Is part of the challenge that you may have your own questions about how well they can do?
Exactly, yes. Some of it is try-and-see. And believe me, I always want to give the benefit of the doubt. But what I would not want to convey is that it’s going to be easy. I try to introduce nuance. Sometimes I tell my patients what I can promise is that I will try my hardest to help you along the way, but I cannot guarantee the results.
What’s the range of reactions you see when you deliver difficult news?
There’s a lot of emotion. It’s not always necessarily expressed outwards; it could be kept inside.

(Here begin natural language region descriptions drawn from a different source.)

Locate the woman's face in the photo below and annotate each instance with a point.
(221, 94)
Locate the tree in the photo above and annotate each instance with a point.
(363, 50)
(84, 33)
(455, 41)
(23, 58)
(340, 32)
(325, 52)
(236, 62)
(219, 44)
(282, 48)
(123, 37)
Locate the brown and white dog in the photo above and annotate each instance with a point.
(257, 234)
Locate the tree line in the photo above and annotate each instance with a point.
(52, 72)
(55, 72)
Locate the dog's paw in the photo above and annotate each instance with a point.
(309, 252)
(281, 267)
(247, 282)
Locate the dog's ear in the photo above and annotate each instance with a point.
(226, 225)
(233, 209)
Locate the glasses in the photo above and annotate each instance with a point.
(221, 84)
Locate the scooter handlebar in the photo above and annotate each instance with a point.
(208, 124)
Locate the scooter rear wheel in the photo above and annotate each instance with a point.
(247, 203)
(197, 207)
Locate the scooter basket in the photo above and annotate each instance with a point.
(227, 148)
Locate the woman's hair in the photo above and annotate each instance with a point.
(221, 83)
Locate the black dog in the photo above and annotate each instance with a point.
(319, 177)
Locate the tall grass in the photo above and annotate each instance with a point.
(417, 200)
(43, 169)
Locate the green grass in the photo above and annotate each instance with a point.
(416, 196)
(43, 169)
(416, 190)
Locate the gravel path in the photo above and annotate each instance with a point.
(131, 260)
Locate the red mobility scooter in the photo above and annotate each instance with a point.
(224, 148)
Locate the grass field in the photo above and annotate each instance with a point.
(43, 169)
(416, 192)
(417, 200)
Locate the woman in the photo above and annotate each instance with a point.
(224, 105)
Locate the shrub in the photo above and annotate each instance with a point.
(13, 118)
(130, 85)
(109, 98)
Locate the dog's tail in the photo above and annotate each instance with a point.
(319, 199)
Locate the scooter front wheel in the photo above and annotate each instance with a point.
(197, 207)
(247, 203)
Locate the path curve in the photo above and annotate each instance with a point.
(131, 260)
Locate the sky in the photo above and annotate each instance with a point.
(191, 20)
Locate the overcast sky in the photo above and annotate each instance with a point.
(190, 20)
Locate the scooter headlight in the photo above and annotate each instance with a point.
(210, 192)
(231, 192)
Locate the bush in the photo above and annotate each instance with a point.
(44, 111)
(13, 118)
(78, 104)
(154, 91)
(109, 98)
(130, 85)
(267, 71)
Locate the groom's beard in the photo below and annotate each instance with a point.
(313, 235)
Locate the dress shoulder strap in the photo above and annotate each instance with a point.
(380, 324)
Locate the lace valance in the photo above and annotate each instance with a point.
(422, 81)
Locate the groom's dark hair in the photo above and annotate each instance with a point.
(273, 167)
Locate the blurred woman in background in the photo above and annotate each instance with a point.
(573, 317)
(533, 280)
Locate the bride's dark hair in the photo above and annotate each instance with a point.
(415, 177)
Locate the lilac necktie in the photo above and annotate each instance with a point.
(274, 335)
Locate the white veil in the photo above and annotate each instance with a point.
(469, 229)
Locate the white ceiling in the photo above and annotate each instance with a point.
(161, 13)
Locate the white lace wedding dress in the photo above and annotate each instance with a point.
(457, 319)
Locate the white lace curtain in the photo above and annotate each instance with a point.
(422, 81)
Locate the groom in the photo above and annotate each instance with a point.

Some may have done some processing already. Some may already be seeing a psychologist or a counselor to help them deal with what we call adjustment to disability. It’s not always necessarily very vivid and extreme emotions, but sometimes it is.
And it’s important, I think, to let the emotions play out and to acknowledge them.
What kinds of things complicate this process?
Not to bash the internet, necessarily, but you can go online and see that some websites promise “miracle treatments” to restore function, when these treatments are still being studied, or haven’t been researched at all. Or you’ll read that it’s very important that you believe, because if you don’t believe you’re going to get better, then it’s your fault that you’re not getting better.
I certainly don’t want to go against the positive attitude, but this underlying text that if you didn’t achieve, maybe that’s because you didn’t believe enough, ignores the realities that sometimes there are things we can’t heal or modify.
Even if a certain intervention may not work, the patient needs to be able to gather enough resources to try it while also understanding the realities. That’s a lot to ask of a patient, isn’t it?
Which is why we try to pull in external resources. I often tell my patients “That’s a whole lot for one person to deal with, and we don’t all have to be Superman or Superwoman.”
So we hope there’s a close circle around the person – the family or sometimes the extended family. Sometimes it’s friends, or it could be a caregiver who is not a family member. And then it could be a psychologist, a counselor or a psychiatrist. Or a spiritual guide.
I would say that rehabilitation professionals, by training and experience, have learned also to approach these issues, and we try our best to be one of these external resources.
What else should we know about what you bring to difficult discussions with patients?
When somebody has a disability, many things are more difficult. A patient may want to try a procedure, a device or a treatment, and then their insurance may deny it. I feel that part of my role is to try, if I’m given the opportunity, to talk to the insurance company and explain why this is important and why I think it’s an effective use of healthcare dollars. Sometimes the person may have difficulty finding a place to get their care that is accessible and closer to where they live, because of difficulty getting transportation.
So it’s not just about prescribing something. I want to be a resource for them as well as to help them along the way. I see it less of a one moment snapshot as a bit of a journey. And I feel that it’s a privilege for me to be able to accompany a patient on some part of their journey.